Ink19 | by Aaron Shaul

...is Gondorian roots music, warped by its proximity to insanity, and all the more captivating because of it

It’s fun to imagine Devendra Banhart in a Lord of the Rings context, where the It Ring of Indie Rock has finally started to roll away from the recently displaced dance-punk kings, The Rapture. The Ring has traveled stylistic light years away, landing in the realm of minimal neo-folk. Banhart has not only scooped it up, but wears it without regard to its Smeagol/Gollum-esque mindwarping effects. The results are ridiculous, but pleasing.

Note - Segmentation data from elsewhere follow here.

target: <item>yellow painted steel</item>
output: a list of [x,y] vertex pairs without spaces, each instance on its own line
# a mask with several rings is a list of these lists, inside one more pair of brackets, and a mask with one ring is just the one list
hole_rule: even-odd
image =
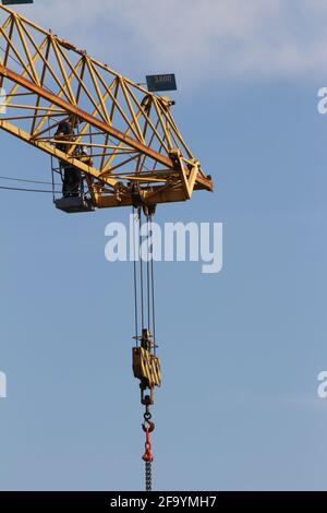
[[143,385],[161,386],[160,361],[144,347],[133,347],[133,372]]
[[[0,129],[83,171],[97,207],[133,204],[132,183],[147,205],[213,190],[172,118],[169,98],[3,5],[0,87],[7,91]],[[62,152],[56,131],[72,116],[75,133]],[[92,165],[76,156],[77,146]]]

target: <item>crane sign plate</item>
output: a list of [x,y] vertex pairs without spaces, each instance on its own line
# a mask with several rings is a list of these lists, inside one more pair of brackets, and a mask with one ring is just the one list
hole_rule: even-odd
[[147,75],[147,88],[150,93],[157,91],[177,91],[175,76],[173,73],[166,75]]

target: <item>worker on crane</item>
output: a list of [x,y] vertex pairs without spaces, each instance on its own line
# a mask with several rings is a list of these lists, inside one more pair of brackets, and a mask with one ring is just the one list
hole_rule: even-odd
[[[75,116],[70,116],[68,120],[59,122],[55,139],[60,141],[56,143],[56,147],[61,152],[68,153],[69,151],[70,145],[64,143],[64,141],[75,141],[74,126],[76,124],[77,121]],[[92,159],[88,157],[87,151],[84,146],[76,146],[74,156],[83,160],[85,164],[92,165]],[[62,160],[60,160],[59,164],[60,168],[63,169],[63,198],[74,198],[81,195],[83,190],[83,178],[81,171]]]

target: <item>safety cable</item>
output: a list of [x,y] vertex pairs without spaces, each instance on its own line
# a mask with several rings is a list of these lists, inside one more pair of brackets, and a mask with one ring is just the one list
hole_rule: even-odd
[[[52,194],[52,191],[46,191],[45,189],[20,189],[17,187],[4,187],[4,186],[0,186],[0,189],[1,190],[5,190],[5,191],[20,191],[20,192],[44,192],[44,193],[49,193],[49,194]],[[56,191],[58,193],[60,193],[59,191]]]
[[[10,180],[10,181],[22,181],[26,183],[43,183],[44,186],[52,186],[51,181],[44,181],[44,180],[31,180],[27,178],[12,178],[12,177],[0,177],[1,180]],[[55,186],[59,187],[59,183],[55,183]]]

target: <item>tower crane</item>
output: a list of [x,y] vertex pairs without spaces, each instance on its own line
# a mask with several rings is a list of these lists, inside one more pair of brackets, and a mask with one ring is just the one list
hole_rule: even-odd
[[[53,202],[64,213],[132,206],[152,224],[156,205],[213,191],[180,133],[167,96],[113,71],[66,39],[0,5],[0,129],[51,156]],[[133,371],[145,406],[146,489],[152,489],[150,406],[161,384],[153,261],[134,264]],[[140,300],[141,298],[141,300]]]

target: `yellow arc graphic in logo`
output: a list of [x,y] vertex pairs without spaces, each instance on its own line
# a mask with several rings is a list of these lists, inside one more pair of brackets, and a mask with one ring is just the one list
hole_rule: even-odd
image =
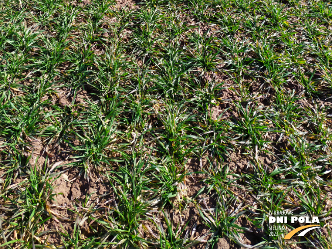
[[306,228],[310,228],[308,229],[308,231],[303,231],[305,232],[305,233],[301,233],[301,234],[299,236],[303,236],[306,233],[307,233],[307,232],[309,232],[309,230],[311,230],[312,229],[314,229],[315,228],[317,228],[319,227],[319,225],[308,225],[307,226],[303,226],[302,227],[300,227],[299,228],[297,228],[293,231],[291,231],[286,236],[285,236],[285,237],[283,239],[290,239],[290,238],[293,237],[293,235],[294,235],[295,234],[296,234],[297,232],[303,230],[303,229],[305,229]]

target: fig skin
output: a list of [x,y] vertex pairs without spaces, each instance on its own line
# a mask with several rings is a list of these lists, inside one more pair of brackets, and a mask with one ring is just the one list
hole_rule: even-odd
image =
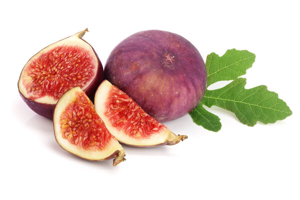
[[[18,92],[19,92],[20,96],[21,96],[21,98],[22,98],[23,100],[24,100],[24,102],[26,103],[26,104],[36,114],[38,114],[40,116],[45,116],[46,118],[52,119],[53,118],[53,112],[54,112],[55,106],[56,106],[56,104],[41,103],[41,102],[36,102],[34,100],[32,100],[28,98],[26,98],[26,97],[25,97],[24,96],[24,95],[23,95],[23,94],[22,94],[21,90],[20,90],[20,82],[21,80],[21,76],[22,76],[23,70],[24,70],[25,66],[26,66],[28,64],[28,63],[30,62],[30,60],[32,58],[35,58],[36,56],[38,55],[40,52],[42,52],[42,50],[43,50],[45,49],[46,49],[48,48],[49,48],[48,49],[50,50],[52,46],[54,46],[54,45],[56,45],[56,44],[58,42],[60,42],[60,44],[62,44],[61,42],[63,42],[64,40],[68,39],[71,37],[78,36],[78,40],[82,40],[85,43],[86,43],[87,44],[88,44],[92,48],[92,51],[91,51],[91,52],[92,52],[92,54],[94,54],[95,58],[97,60],[98,66],[97,66],[97,68],[97,68],[97,72],[94,76],[94,78],[92,80],[92,81],[90,82],[90,84],[86,88],[84,88],[83,90],[86,92],[86,94],[88,96],[88,98],[90,100],[94,99],[94,94],[96,93],[96,90],[97,90],[97,88],[98,88],[98,86],[99,86],[99,84],[101,83],[101,82],[103,80],[104,78],[104,72],[103,66],[102,65],[102,64],[101,63],[101,62],[100,61],[100,60],[99,59],[98,55],[96,53],[94,48],[92,48],[92,46],[88,42],[87,42],[86,40],[83,40],[82,38],[82,37],[84,36],[84,34],[85,34],[86,32],[88,32],[88,28],[86,28],[86,30],[83,30],[82,32],[78,32],[77,34],[76,34],[73,36],[70,36],[64,39],[61,40],[59,41],[53,43],[53,44],[46,46],[46,48],[44,48],[42,50],[41,50],[40,51],[39,51],[35,55],[32,56],[28,60],[28,61],[27,62],[27,63],[25,65],[24,68],[23,68],[23,70],[22,70],[22,72],[21,72],[21,74],[20,76],[19,81],[18,82]],[[92,53],[91,52],[90,52]]]
[[192,111],[206,88],[206,68],[197,49],[177,34],[158,30],[138,32],[120,43],[104,74],[160,122]]

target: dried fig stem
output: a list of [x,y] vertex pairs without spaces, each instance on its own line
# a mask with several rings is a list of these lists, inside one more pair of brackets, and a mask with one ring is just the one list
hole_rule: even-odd
[[124,158],[125,156],[125,152],[124,150],[120,150],[118,153],[118,156],[116,154],[116,158],[114,158],[112,165],[114,166],[116,166],[120,162],[126,160],[126,159]]
[[185,135],[180,136],[178,134],[178,136],[176,136],[175,134],[171,132],[171,134],[170,134],[167,142],[167,145],[174,145],[176,144],[177,143],[179,142],[180,141],[183,141],[184,140],[188,138],[188,136]]

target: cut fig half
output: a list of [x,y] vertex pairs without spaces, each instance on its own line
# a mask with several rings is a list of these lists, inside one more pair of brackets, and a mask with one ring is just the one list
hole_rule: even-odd
[[64,149],[91,160],[125,160],[124,150],[96,113],[92,102],[79,87],[66,92],[54,112],[55,138]]
[[138,147],[173,145],[188,138],[171,132],[108,80],[99,86],[94,104],[108,129],[124,144]]
[[18,82],[19,92],[37,114],[52,118],[60,98],[76,86],[94,99],[103,80],[103,67],[93,48],[82,38],[87,31],[44,48],[23,68]]

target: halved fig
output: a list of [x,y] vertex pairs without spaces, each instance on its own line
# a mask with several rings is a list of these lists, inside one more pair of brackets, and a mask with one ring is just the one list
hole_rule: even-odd
[[138,147],[173,145],[188,138],[171,132],[108,80],[99,86],[94,104],[108,129],[126,144]]
[[82,39],[88,28],[54,43],[26,64],[18,82],[21,97],[37,114],[52,118],[60,98],[80,87],[91,99],[103,80],[103,67],[92,48]]
[[96,113],[92,103],[79,87],[58,100],[54,112],[55,138],[68,152],[92,160],[125,160],[124,150]]

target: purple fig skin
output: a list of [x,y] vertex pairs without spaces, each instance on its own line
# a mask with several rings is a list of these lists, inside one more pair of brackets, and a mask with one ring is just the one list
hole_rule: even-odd
[[[82,38],[81,40],[82,39]],[[98,86],[99,86],[99,84],[100,84],[101,83],[101,82],[102,82],[104,78],[104,73],[103,70],[103,66],[102,66],[102,64],[101,63],[101,62],[100,61],[100,60],[98,57],[98,55],[97,55],[97,54],[95,52],[94,48],[92,48],[92,49],[94,54],[96,56],[97,58],[97,60],[98,62],[97,72],[93,80],[90,82],[88,86],[84,90],[84,92],[86,92],[86,94],[88,96],[90,100],[92,100],[92,101],[94,100],[94,96],[95,95],[96,90],[98,88]],[[20,76],[21,75],[20,74]],[[42,104],[30,100],[29,98],[26,98],[25,96],[24,96],[20,92],[20,89],[19,93],[22,99],[24,100],[24,102],[25,102],[29,106],[29,108],[30,108],[33,111],[42,116],[44,116],[50,119],[52,119],[53,118],[53,112],[54,110],[56,104]]]
[[184,38],[158,30],[136,32],[112,52],[104,78],[159,122],[192,111],[206,88],[205,64]]

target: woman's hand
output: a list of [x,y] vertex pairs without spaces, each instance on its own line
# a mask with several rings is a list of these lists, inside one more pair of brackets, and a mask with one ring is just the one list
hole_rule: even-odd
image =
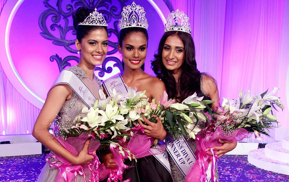
[[[138,119],[138,124],[141,127],[144,129],[144,133],[146,135],[152,136],[160,140],[163,140],[166,136],[166,131],[164,128],[162,121],[155,115],[153,115],[157,121],[156,123],[151,122],[147,120],[144,116],[142,116],[144,121],[148,124],[148,125],[143,124],[142,121]],[[136,123],[134,123],[136,126]]]
[[[226,140],[219,139],[219,142],[223,145],[220,146],[216,146],[213,147],[213,150],[214,151],[218,151],[215,153],[215,154],[218,156],[218,158],[219,158],[223,155],[231,151],[236,147],[237,146],[237,141],[231,142]],[[213,155],[211,153],[208,154],[210,155]]]
[[[80,165],[88,164],[94,158],[92,155],[88,154],[88,150],[89,145],[89,140],[88,140],[85,141],[83,148],[79,153],[78,156],[75,157],[75,161],[73,163],[74,164]],[[96,151],[95,151],[92,153],[95,154],[96,152]]]
[[101,157],[103,161],[104,165],[108,168],[115,169],[117,167],[117,165],[114,162],[114,160],[113,159],[114,156],[112,153],[110,152],[102,155]]

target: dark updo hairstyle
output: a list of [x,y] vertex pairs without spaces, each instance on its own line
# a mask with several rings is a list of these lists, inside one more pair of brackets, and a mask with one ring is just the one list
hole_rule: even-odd
[[[119,36],[118,37],[118,42],[121,47],[123,46],[123,41],[127,36],[131,35],[133,33],[142,33],[147,38],[147,47],[148,42],[149,42],[149,34],[147,33],[147,29],[141,27],[128,27],[121,29],[119,31]],[[144,70],[144,64],[141,67],[143,70]],[[124,68],[124,63],[123,61],[123,69]]]
[[72,14],[73,18],[73,26],[76,31],[76,39],[80,42],[84,37],[95,30],[103,29],[108,32],[107,27],[105,26],[93,26],[91,25],[78,25],[78,24],[83,22],[89,14],[94,11],[94,10],[89,9],[84,7],[80,7],[77,8]]
[[[178,36],[184,47],[184,60],[177,84],[172,71],[167,69],[162,62],[164,46],[166,39],[171,36]],[[175,98],[181,101],[196,92],[198,96],[204,96],[204,100],[209,99],[201,91],[201,73],[197,69],[194,44],[190,35],[179,31],[165,32],[161,39],[158,49],[157,54],[154,55],[155,59],[151,62],[151,68],[157,77],[164,83],[169,98]],[[179,95],[177,96],[178,93]]]

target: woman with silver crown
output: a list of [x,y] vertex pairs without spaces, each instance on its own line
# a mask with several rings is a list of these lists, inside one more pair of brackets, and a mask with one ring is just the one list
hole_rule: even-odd
[[[152,61],[152,69],[164,83],[168,98],[180,102],[195,92],[198,97],[203,96],[204,100],[214,101],[211,107],[217,112],[220,109],[218,87],[213,78],[200,73],[197,68],[194,45],[188,20],[186,15],[178,10],[169,15],[157,54],[154,55],[155,59]],[[205,127],[206,123],[201,125]],[[223,144],[222,146],[213,148],[218,157],[234,149],[237,144],[236,142],[225,140],[220,139],[219,142]],[[197,149],[194,140],[191,139],[184,142],[190,148],[187,150],[194,153]],[[177,160],[174,160],[173,153],[168,150],[171,154],[169,159],[174,181],[184,181],[190,166],[178,164]],[[218,181],[216,169],[215,177]],[[208,176],[208,181],[210,178]]]
[[[147,55],[148,41],[148,25],[145,13],[143,8],[134,2],[123,8],[119,25],[118,50],[122,55],[124,63],[122,77],[125,83],[130,87],[137,88],[138,91],[146,90],[145,94],[149,101],[155,98],[158,103],[160,95],[162,97],[163,94],[164,85],[160,79],[147,74],[141,68]],[[163,140],[166,132],[160,119],[156,116],[154,117],[158,121],[156,123],[148,120],[144,116],[144,120],[148,125],[145,125],[140,120],[139,123],[144,129],[144,134]],[[102,157],[107,167],[116,168],[112,154],[109,153]],[[137,160],[137,163],[128,160],[125,161],[125,164],[129,168],[125,170],[123,180],[130,179],[134,182],[172,181],[169,172],[154,156]]]
[[[34,125],[32,135],[51,150],[50,156],[57,155],[72,165],[77,166],[89,163],[94,158],[92,155],[88,153],[89,141],[87,140],[85,142],[83,148],[77,156],[66,149],[55,137],[63,138],[64,131],[75,125],[74,119],[81,113],[82,108],[91,107],[92,104],[93,106],[96,99],[100,98],[99,93],[103,93],[103,89],[100,80],[94,73],[96,65],[101,64],[106,55],[108,40],[107,24],[96,9],[94,10],[80,7],[74,12],[73,17],[76,31],[75,45],[80,53],[79,62],[77,65],[60,73],[48,92]],[[68,79],[69,74],[72,76]],[[78,91],[80,90],[79,86],[84,90],[87,88],[85,90],[88,93],[88,96],[83,98],[83,94]],[[87,99],[89,97],[92,99]],[[55,118],[54,123],[55,130],[53,135],[48,130]],[[95,151],[92,153],[95,154]],[[56,159],[47,158],[47,162],[42,170],[38,181],[61,181],[58,178],[58,173],[67,171],[62,171],[60,173],[59,168],[49,167],[50,164],[56,166],[63,164],[60,161],[55,163]],[[69,167],[66,169],[64,170],[71,170]],[[84,181],[85,177],[87,180],[90,178],[89,173],[85,172],[84,176],[80,172],[75,174],[77,174],[76,176],[73,175],[71,181]]]

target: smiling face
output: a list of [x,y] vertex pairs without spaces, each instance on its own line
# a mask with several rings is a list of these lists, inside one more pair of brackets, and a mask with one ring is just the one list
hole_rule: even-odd
[[80,42],[77,40],[75,46],[80,50],[79,63],[88,67],[101,64],[108,52],[108,34],[105,30],[98,29],[93,30]]
[[118,44],[118,51],[123,55],[125,68],[132,70],[140,68],[147,56],[147,40],[141,32],[134,32],[126,36],[122,46]]
[[164,45],[162,57],[163,63],[167,69],[175,73],[179,72],[184,63],[185,49],[184,43],[178,36],[168,37]]

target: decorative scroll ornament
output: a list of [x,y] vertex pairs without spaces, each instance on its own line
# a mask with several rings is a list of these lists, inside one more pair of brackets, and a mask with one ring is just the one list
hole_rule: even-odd
[[122,17],[118,24],[120,29],[129,27],[140,27],[147,30],[149,25],[145,15],[144,8],[137,5],[134,2],[131,5],[123,7],[121,12]]
[[180,31],[191,34],[191,26],[189,18],[184,12],[179,10],[168,15],[165,25],[164,32],[169,31]]
[[102,16],[102,14],[97,12],[96,8],[94,10],[94,11],[90,13],[89,15],[85,18],[84,21],[79,23],[78,25],[107,27],[108,24],[104,18]]

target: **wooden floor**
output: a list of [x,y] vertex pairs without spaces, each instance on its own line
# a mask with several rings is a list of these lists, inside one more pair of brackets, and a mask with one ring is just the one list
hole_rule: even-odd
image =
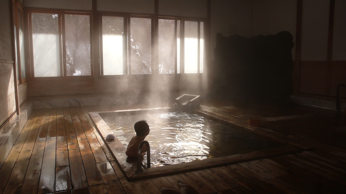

Lyrics like, “Because my teeth don’t bite I take them out dancing,” are eclipsed by the (*cough*) titular insanity of “Tit Smoking in the Temple of Artesan Mimicry.” Banhart goes beyond even Syd Barrett hippie-dippiness and reeks of Hobbit weed.

Musically, Banhart keeps the arrangements Pink Moon simple, rarely straying into territory a single acoustic guitar can’t cover alone. Instrumentals like the above mentioned “Tit Smoking…” are as indebted to Indian sitar drones as they are to traditional British/American folk. This subtle and honest hybridization is probably Banhart’s greatest strength. Led Zeppelin may have invented Middle Earth rock, but Rejoicing in the Hands is Gondorian roots music, warped by its proximity to insanity, and all the more captivating because of it.